# Shimano Stradic Aero 2000



## Turus (15. September 2004)

Hi ihr Boardies,
mein erste Frage in diesem Forum.
Was haltet ihr von der Rolle : Shimano Stradic Aero 2000

Suche eine Rolle mit der ich mit kleinen Wobblern, Spinnern, Blinkern und Shads angeln kann.

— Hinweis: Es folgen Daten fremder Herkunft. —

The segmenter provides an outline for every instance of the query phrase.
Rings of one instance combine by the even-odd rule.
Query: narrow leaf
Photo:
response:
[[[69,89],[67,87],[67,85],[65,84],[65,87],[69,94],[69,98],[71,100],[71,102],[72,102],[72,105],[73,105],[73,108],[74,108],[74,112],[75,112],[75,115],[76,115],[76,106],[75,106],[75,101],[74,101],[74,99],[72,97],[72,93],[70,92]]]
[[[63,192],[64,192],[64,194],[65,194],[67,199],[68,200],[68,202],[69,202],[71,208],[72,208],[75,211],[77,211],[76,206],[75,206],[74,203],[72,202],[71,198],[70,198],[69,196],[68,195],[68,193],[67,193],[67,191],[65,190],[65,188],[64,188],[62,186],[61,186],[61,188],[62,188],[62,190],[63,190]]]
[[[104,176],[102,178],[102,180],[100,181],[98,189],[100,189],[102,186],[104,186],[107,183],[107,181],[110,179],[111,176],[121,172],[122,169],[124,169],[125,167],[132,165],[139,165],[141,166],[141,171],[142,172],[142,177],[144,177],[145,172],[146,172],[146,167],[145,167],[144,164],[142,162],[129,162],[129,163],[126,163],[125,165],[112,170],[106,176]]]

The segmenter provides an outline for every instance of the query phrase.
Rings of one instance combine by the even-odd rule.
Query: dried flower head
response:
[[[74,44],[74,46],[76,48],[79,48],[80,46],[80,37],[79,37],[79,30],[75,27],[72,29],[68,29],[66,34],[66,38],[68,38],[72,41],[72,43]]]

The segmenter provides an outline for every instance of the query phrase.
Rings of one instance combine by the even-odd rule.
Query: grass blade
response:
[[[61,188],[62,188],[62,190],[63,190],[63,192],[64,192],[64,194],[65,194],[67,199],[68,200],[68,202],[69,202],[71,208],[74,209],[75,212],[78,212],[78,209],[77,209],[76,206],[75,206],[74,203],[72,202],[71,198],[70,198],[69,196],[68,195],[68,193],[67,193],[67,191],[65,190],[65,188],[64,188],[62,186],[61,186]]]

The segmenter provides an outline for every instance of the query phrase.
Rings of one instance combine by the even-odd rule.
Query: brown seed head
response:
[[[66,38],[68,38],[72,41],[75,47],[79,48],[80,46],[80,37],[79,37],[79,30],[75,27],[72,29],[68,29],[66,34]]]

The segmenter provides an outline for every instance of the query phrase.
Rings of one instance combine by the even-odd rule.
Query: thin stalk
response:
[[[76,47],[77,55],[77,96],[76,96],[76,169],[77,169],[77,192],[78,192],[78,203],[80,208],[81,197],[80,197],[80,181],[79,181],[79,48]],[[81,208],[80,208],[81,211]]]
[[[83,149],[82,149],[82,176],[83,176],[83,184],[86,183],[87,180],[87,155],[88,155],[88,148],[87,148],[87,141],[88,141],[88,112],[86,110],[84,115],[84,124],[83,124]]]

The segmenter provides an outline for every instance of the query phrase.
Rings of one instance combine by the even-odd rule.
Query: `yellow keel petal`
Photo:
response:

Taugt die was??? Hat jemand Erfahrung damit?? Wo ist der Unterschied zur normalen Stradic Serie??

Danke und Petri heil schon mal vorab


----------



## Basi8811 (15. September 2004)

*AW: Shimano Stradic Aero 2000*

Grundsätzlich finde ich, dass alle Shimano Rollen gut sind.
Für deinen Einsatz aber würde ich die Technium oder die Twin Power nehmen.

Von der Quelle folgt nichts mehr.